General Jackson immediately thundered he was the victim of a “corrupt bargain” between Clay and Adams.  He would ring that bell endlessly for the next four years when he ran again and easily defeated President John Quincy Adams.

The hostility between Andrew Jackson and Henry Clay could hardly have been deeper or greater.

In 1832, Daniel Webster and Henry Clay introduced legislation to recharter the Bank of the United States, despite the fact the bank’s current charter had four more years left to run.  It was a presidential election year, which was part of Clay and Webster’s legislative strategy.  They believed opposing the bill would be next to impossible for Jackson, as it would alienate many voters, especially in Pennsylvania.

They did not reckon with Andrew Jackson’s nature.

President Jackson snarled to his vice presidential running mate, Martin Van Buren, “The Bank is trying to kill me, sir, but I shall kill it!”

Clay and Webster were able to push their bank recharter bill through Congress and were shocked when it was promptly vetoed by President Andrew Jackson.  Worse still for the Bank of the United States, Jackson ordered that all federal deposits be removed.  The wily President Jackson had federal deposits moved to state banks.

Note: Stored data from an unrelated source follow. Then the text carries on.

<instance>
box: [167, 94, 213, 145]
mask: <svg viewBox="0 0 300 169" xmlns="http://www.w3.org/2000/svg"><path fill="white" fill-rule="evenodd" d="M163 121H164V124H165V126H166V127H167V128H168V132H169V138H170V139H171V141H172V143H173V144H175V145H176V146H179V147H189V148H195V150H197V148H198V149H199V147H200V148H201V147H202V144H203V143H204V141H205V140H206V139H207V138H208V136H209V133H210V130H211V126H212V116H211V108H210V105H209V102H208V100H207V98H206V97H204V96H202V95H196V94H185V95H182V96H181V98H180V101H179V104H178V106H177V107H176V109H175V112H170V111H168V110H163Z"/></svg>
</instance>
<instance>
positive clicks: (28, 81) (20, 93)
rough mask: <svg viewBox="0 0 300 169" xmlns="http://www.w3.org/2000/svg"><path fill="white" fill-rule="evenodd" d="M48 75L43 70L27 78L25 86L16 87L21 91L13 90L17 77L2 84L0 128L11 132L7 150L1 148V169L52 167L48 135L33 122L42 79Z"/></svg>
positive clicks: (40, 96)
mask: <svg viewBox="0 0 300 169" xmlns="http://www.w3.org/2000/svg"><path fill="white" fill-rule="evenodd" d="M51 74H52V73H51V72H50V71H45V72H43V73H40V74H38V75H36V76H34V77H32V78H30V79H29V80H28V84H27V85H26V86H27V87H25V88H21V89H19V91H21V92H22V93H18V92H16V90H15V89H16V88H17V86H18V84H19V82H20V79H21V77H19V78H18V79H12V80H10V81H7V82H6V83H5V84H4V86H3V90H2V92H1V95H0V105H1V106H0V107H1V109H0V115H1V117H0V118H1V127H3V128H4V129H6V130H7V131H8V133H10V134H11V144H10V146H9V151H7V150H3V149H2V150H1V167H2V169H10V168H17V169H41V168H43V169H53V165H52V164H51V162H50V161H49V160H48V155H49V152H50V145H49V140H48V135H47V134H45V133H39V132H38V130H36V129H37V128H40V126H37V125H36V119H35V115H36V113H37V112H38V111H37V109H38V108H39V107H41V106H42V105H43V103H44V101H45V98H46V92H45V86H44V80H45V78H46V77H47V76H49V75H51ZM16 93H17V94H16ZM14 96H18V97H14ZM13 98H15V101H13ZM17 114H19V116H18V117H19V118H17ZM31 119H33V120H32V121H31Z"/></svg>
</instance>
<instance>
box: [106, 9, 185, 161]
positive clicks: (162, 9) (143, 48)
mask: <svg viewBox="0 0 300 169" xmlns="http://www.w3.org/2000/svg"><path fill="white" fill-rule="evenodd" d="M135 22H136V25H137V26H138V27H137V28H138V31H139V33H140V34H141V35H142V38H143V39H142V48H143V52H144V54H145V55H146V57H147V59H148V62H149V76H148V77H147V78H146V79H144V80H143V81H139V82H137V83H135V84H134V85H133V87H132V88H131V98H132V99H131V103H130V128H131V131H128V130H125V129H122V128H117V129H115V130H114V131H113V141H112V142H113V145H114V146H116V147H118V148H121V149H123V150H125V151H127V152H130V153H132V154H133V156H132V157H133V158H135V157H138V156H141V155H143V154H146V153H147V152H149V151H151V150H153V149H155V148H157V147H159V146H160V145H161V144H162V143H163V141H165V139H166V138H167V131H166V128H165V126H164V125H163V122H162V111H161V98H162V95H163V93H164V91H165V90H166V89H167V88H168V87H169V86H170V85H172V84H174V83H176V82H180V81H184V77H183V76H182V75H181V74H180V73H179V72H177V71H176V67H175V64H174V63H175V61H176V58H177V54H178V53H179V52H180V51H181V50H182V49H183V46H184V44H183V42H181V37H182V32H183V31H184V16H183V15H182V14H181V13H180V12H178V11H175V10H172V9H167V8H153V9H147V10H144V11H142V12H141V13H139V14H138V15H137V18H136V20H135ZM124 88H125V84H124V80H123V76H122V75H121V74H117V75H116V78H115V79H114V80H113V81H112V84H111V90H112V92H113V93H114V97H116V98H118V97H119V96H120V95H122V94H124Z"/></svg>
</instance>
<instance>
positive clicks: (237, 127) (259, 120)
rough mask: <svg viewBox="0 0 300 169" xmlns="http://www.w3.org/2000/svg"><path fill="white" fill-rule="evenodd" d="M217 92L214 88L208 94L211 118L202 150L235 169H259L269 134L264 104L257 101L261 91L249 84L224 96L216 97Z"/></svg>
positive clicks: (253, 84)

That decision not only shocked members of Jackson’s own Cabinet, but horrified some, not the least of which was Secretary of the Treasury Louis McLane.  McLane flatly refused to withdraw federal deposits from the Bank of the United States.  Secretary McLane would not resign his post, but Andrew Jackson was not to be denied.  The president promptly nominated McLane to serve as Secretary of State.  Jackson was dismayed when his choice to succeed McLane, William J. Duane, also stubbornly refused to remove federal deposits from the Bank of the United States.  An angry President Jackson simmered for four months then fired Duane and replaced him with Attorney General Roger B. Taney.  Taney’s appointment was a “recess appointment,” meaning it did not have to be immediately approved by the United States Senate.  Taney followed Jackson’s orders and removed all federal deposits from the Bank of the United States.

Jackson was overwhelmingly reelected, handing Henry Clay the worst and most humiliating defeat of his long political career.

It was Nicholas Biddle’s turn to be outraged and he sought to retaliate by raising interest rates, full well knowing the effect it would have on the American economy.  Biddle’s actions caused a recession and a financial panic ensued in 1833 and 1834.

Supporters of the Bank of the United States kept introducing bills to recharter the bank, but President Jackson vetoed them all.  Finally, in April of 1836, President Andrew Jackson watched as the Bank of the United States’ charter expired.

Nicholas Biddle remained as president of the bank, which lived on as a state bank, but he resigned in in 1841.  A greater financial panic took down what was left of the Bank of the United States and Nicholas Biddle found himself under arrest and charged with bank fraud.  Biddle had to endure a bitter trial, although he was acquitted in the end.  Yet the ordeal broke his health and he died on February 27, 1844.

Andrew Jackson went home to Tennessee where he remained a revered elder statesman for Democrats and the object of hatred and scorn by his political opponents.  Jackson influenced the election of his last vice president, Martin Van Buren, as president.  Van Buren was toppled when he ran for reelection in 1840, largely because of the financial chaos and suffering in the country.  Jackson was still powerful enough to engineer the nomination of an unknown and the first real “dark horse” candidacy in the history of American presidential politics: an obscure former governor from Tennessee, James K. Polk.

The ornery Andrew Jackson still lived, but he kept his promise to kill the Bank of the United States.